Son invitée comprit que la conversation touchait à sa fin. Célia prit la boisson et souffla doucement sur la surface fumante. Le parfum doux de la verveine lui chatouilla les narines. Elle en but une gorgée, laissant la chaleur se diffuser dans ses muscles.
— Une autre fois, alors…, murmura-t-elle, partagée entre amusement et frustration.
Ils partagèrent ensuite des anecdotes plus légères, jusqu’à ce que la fatigue gagne la native d’Uleth. Elle remercia l’homme pour son hospitalité en lui serrant chaleureusement la main.
— Célia, c’est bien cela ? Vous faites preuve d’une grande ouverture d’esprit, une qualité rare dans cette région. Je me nomme Jael, et je suis heureux d’avoir eu cet échange. Passez une agréable nuit.
— Vous de même, et merci pour la tisane.
Elle se leva, tandis que Jael vidait sa pipe en la tapotant contre une pierre. Alors qu’elle prenait le chemin du retour, la jeune fille distingua une silhouette familière avançant droit vers elle. Le fils de Jael, attablé à la taverne tout à l’heure.
Une idée traversa l’esprit de la petite curieuse. Peut-être pourrait-il lui parler de ses combats contre les démons ? Elle inspira profondément et l’interpella.

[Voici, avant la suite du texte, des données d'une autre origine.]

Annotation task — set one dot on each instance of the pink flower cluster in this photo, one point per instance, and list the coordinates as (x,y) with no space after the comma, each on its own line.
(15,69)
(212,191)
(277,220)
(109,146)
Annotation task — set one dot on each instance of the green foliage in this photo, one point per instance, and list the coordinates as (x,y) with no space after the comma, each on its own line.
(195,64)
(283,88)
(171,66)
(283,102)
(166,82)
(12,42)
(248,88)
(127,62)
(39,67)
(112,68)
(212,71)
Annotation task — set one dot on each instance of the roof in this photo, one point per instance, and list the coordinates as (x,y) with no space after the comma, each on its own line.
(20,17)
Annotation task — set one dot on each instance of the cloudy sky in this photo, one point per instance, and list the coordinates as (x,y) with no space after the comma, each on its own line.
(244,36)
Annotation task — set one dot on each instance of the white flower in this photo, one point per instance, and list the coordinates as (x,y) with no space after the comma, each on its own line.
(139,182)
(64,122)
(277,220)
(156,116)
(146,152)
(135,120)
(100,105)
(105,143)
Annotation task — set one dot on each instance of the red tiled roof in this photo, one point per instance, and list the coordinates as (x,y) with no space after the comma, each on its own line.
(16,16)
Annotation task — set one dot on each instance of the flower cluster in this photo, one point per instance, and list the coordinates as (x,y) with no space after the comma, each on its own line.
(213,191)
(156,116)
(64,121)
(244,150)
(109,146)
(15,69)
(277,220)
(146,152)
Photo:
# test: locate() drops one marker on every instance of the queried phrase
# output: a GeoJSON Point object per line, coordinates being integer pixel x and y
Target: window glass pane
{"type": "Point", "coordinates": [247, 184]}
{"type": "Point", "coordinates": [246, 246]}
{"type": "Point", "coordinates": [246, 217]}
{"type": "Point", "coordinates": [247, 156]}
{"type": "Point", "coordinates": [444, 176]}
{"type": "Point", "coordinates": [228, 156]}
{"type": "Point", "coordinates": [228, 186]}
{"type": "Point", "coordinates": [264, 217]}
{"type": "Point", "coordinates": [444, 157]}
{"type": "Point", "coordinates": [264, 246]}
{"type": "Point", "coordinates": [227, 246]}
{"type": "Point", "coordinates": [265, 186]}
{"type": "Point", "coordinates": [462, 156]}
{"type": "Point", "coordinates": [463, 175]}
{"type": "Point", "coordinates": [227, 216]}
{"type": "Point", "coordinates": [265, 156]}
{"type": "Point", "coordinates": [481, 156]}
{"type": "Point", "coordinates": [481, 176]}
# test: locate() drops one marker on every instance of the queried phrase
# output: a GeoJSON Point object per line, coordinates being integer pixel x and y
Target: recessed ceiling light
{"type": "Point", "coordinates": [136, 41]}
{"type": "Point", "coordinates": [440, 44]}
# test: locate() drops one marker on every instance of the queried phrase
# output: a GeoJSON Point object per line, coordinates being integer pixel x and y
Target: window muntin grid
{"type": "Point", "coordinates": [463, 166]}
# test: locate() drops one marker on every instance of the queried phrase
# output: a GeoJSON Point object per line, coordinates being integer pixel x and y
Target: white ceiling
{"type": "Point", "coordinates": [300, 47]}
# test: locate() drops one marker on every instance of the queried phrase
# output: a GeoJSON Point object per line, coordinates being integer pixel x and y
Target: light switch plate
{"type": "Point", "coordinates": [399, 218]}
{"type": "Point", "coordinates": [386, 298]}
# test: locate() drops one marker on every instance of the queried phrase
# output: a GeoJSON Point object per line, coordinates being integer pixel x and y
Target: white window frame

— Excusez-moi ? Je voulais juste vous demander quelque chose, au sujet de…
Il passa devant elle sans un mot, sans même un regard, comme si elle n’existait pas. Célia s’immobilisa, son visage se fermant aussitôt. Il l’avait délibérément ignorée.
— Pour qui il se prend, celui-là ? Trop noble pour répondre à une simple villageoise ?!
Elle le suivit d’un regard noir jusqu’à ce qu’il rejoigne son père, puis reprit son chemin.
De retour chez elle, elle monta l’escalier sans bruit. Dans la pénombre, elle se déshabilla et se glissa doucement dans le lit qu’elle partageait avec Aelia. Comme à son habitude, sa petite sœur dormait profondément. Célia, elle, mit longtemps à trouver le sommeil. Elle en était persuadée : cet homme en savait bien plus qu’il ne l’avait laissé paraître.